Yaounde, Cameroon, Africa. (Cameroon News) – The Minister of Culture seeks ways of reviving the book industry and reading culture in Cameroon. A national forum to that effect is underway in Yaoundé.
Key actors in the book sector in Cameroon are suggesting that the introduction of libraries in schools, the setting up of books development council and the drafting of a national book policy are measures that can boost the book industry in Cameroon and enhance the culture of reading in the country.
The proposals have been made at a national reflection on the Cameroon book industry that opened in Yaoundé today grouping writers and publishers.
Cameroon’s Minister of Arts and Culture Ama Tutu Muna who is chairing the deliberations underscored the role books play in the development both of the person and the nation given the information they convey.
The reflections are taking place under the theme Reviving the Book Industry and Reading Culture in Cameroon.
The Minister of Culture says the book industry is fraught with irregularities that affect the production, distribution and storage of books nationwide.
Minister Ama Tutu Muna was speaking in Yaoundé today while launching a national forum of stakeholders of the book industry in Cameroon. The actors are working towards reviving the book industry as well as the reading culture in the country.
We spoke spoke to some stakeholders:
There were publishers, writers, authors and many others in the book production team that came to exchange the difficulties they encounter in the book industry, the Acting General Manager for Anucam.
The very first problem is the problem of finance. Publishing is capital intensive. The government does not support publishing at all. Banks too are not willing to give us loans. The second major problem is piracy. A greater number of our books are being pirated. This actually leaves us with huge stocks at the end of every year.
The stakeholders proposed that for the book industry to be revived, libraries should be introduced in schools to promote the culture of reading. They also proposed the creation of professional associations to discuss problems affecting the book industry.
A writer told us:
Generally our literature, be it in textbooks or in fiction is not given the interpretation it deserves by the readers. They tend to read to pass exams instead of reading to cultivate themselves and cultivate a sense of sophistication. When I write and somebody is telling me how to write because I must write for the textbook, that indirectly infringing on my liberty to express myself. I feel so disturbed that many Cameroonians don’t like reading. Books have never been part of our culture. People rather drink a bottle of beer or eat to their fill rather than limit what they drink and eat in order to nourish the mind by reading.

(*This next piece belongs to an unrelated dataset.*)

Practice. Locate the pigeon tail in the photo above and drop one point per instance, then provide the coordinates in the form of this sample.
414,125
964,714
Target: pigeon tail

The stakeholders also suggested that contests in reading and writing should be organized frequently in order to enable Cameroonians to read and write. They also said there should be mutual trust and confidence between publishers and authors.
Disclosing the difficulties that writers face linking it to the poor reading culture in Cameroon, one writer said:
We do not have the enabling environment to encourage publishers and writers. When you talk about lack of reading habits it’s also the lack of libraries.
The schools are supposed to be the ones encouraging reading habits so that when the children grow a family they take to that habit of reading.
When you can read then more people will begin to write and as more people write you find that publishers will be available to publish their works.
The two important things to enable us to promote the reading habits is put in in place the enabling environment which is a book policy and secondly the development of libraries in schools and also in the communities.
There has been a long-standing joke that Cameroonians generally do not read even if you wrote on a much loved bottle of beer. Is this statement a true reflection of people’s reading habits?
What Cameroonians are reading:
A random appraisal of the reading culture if at all one exists in Cameroon borders on the negative.
Cameroonians don’t read. People draws and look at the TV but we don’t read.
Many people make use of the information they get from their dear fellows. They don’t get that information from documentation. They don’t do that.
I would say they read. If they were not reading there would not have a proliferation of newspapers everywhere.
Those who say they do read end up mentioning books that are related to their professions.
Because I raised a child I used to read to ameliorate my lesson.
I read books like Handbook of Electronics.
In the other general knowledge books I usually tie it to the daily news, a hobby or novels that fall in the category of classics.
The one I always go back to is Things Fall Apart because that actually depicts the true African society.
I used to read medical books, first aid, medical plants for my personal use.
The only thing I read on my line of work is things like newspapers. I’m not used to reading novels and none of that.
Remembering the title, author’s name or the timeframe within which they last read a book does not come easily.
it was a book that talks about maternity methods.
I was reading – I read a magazine yesterday.
Some attempted to explain why there is a poor reading culture and also proposed solutions.
I think that if we are going make every city libraries at schools
Proposals which hopefully are workable and come up at the national consultation event for reviving the book sector and reading in Cameroon.
The Minister of Culture is seeking ways of reviving the book industry and reading culture in the country. A national forum to that effect is underway in Yaoundé.